My Invisible Boyfriend

For the purposes of this article, and the sake of my bank account, I elected to go for a free trial of the Invisible Boyfriend service. The regular $25 per month fee includes 50 text messages, 10 voicemails, and one postcard, but I could get 10 texts for free. I tried to take the limited texts into account when building my boyfriend. What kind of guy would I want to date if I knew it was doomed from the start? Who would be the most fun? If I only have a limited amount of time with this person, they’d better be worth showing off. So naturally, I was going to create the wealthiest, most lavish, boyfriend I could come up with. Go big or go home, if you will.

Step 1: Build your boy

Picking a name was arguably the most difficult step. Growing up in Massachusetts, I knew there was only one last name I could pick: Kennedy. The closest thing we’ll ever get to a royal family, dating a real Kennedy is a Massachusetts girl’s dream (not nearly appreciated enough by Taylor Swift, I might add). Finally I had it: Lucas Kennedy. Dreamy.

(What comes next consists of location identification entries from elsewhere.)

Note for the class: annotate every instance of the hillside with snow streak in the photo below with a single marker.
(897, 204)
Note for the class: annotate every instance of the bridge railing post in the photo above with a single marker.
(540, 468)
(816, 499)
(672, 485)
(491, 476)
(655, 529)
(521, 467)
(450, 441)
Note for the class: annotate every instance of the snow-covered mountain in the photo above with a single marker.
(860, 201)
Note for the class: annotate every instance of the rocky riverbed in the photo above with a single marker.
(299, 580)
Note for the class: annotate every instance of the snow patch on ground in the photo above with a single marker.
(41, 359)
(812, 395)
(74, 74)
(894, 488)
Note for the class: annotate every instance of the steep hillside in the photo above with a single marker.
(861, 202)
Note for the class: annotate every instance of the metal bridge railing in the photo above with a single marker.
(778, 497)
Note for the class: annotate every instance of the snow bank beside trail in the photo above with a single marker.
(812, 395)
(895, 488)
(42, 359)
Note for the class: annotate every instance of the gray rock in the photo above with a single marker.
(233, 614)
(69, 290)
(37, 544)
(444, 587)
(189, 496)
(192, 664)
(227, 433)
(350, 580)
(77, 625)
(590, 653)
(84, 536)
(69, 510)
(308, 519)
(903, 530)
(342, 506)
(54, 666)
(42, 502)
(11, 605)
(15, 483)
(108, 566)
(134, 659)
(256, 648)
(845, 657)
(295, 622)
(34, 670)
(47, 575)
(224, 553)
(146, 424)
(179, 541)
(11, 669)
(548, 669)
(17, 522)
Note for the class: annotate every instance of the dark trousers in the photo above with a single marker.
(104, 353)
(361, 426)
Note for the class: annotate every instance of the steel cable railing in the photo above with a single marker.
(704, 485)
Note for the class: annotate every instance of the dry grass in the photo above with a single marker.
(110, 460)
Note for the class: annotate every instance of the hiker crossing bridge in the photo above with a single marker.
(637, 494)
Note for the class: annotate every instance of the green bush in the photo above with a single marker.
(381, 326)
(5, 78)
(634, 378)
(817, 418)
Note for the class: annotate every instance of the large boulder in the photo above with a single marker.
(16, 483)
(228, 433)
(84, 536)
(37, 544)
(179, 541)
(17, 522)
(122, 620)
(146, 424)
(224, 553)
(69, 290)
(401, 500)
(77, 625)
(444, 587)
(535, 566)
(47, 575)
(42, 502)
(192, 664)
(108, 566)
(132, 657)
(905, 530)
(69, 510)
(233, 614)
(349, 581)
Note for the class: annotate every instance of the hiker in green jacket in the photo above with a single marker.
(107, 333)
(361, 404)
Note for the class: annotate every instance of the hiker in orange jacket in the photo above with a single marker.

Photo courtesy of invisibleboyfriend.com

Photo courtesy of invisibleboyfriend.com

Next, I had to chose a photo, and I will say the collection was more “five dollar all-you-can-eat buffet” than “five course meal with expert wine pairing.” Then again, I guess I shouldn't expect much from stock photos.

I picked a fairly attractive gentleman who looked like the youngest in the smorgasbord of eligible bachelors. This of course, is excluding the one that looked like a 14-year-old hipster wannabe (bottom left corner). He was kind of like the salad bar at Pizza Hut no one knows why it’s there, but you're not necessarily going to go through the effort to complain about it.

Finally, I had to come up with my new boyfriend’s personality traits and hobbies, as well as write a short description of how we met. Once again, I chose to focus on only the swankiest of activities and interests. I was going to live the high life with this guy, even if it was only a 10-text relationship.

Photo courtesy of invisibleboyfriend.com

Photo courtesy of invisibleboyfriend.com

Step 2: Text him

I entered my phone number, which activated my account. To my surprise, I immediately received a text. I couldn’t help but laugh at the absurdity of the situation and more importantly, at how embarrassingly giddy I felt. There was so much potential in these next 10 texts, and I had no idea what to expect.

I let the first text he sent me sit because it was late, and I wanted to plan my conversation well so I could get the most interesting answers. The next morning however, I woke up to another text! He texted me! I didn’t even think that was an option. I was sadly more excited than I should have been.


First things first, I wanted to test his knowledge of our relationship. I was hoping to illicit a failed reference to our first date, but he was too slick.


Again, I let the text sit for a while, seeing if he would text me first. You could call it “the thrill of the chase.”

Eight hours later and no such luck. This time, I prompted him to make plans, eager to see what he would come up with. I have to say I was surprised by how forward he was.


This time I wanted to see how he would respond to an unreasonable request. Would he get angry? Are virtual fights a part of the service to make your boyfriend more realistic?

I also wanted to see if he was true to the elite profile I created for him. Someone as well connected as Lucas Kennedy could surely get me what I wanted.


Once again, he charmed his way out of it. I need to find the manual these guys read.

Step 3: Say goodbye

I was running out of texts, so it was time to take it up a notch. Curious if he was the jet setter I wanted him to be, I threw a Vegas trip at him. To finish things off, I was going to suggest a spontaneous shot gun wedding. I needed to see him in crisis mode.


After 24 hours with no response, I came to realization that the 10 free text messages included my own. Just like that, he was gone. The whirlwind relationship ended as abruptly as it started – and suddenly I felt a just a tad bit of sympathy for the star-crossed lovers of summer camp.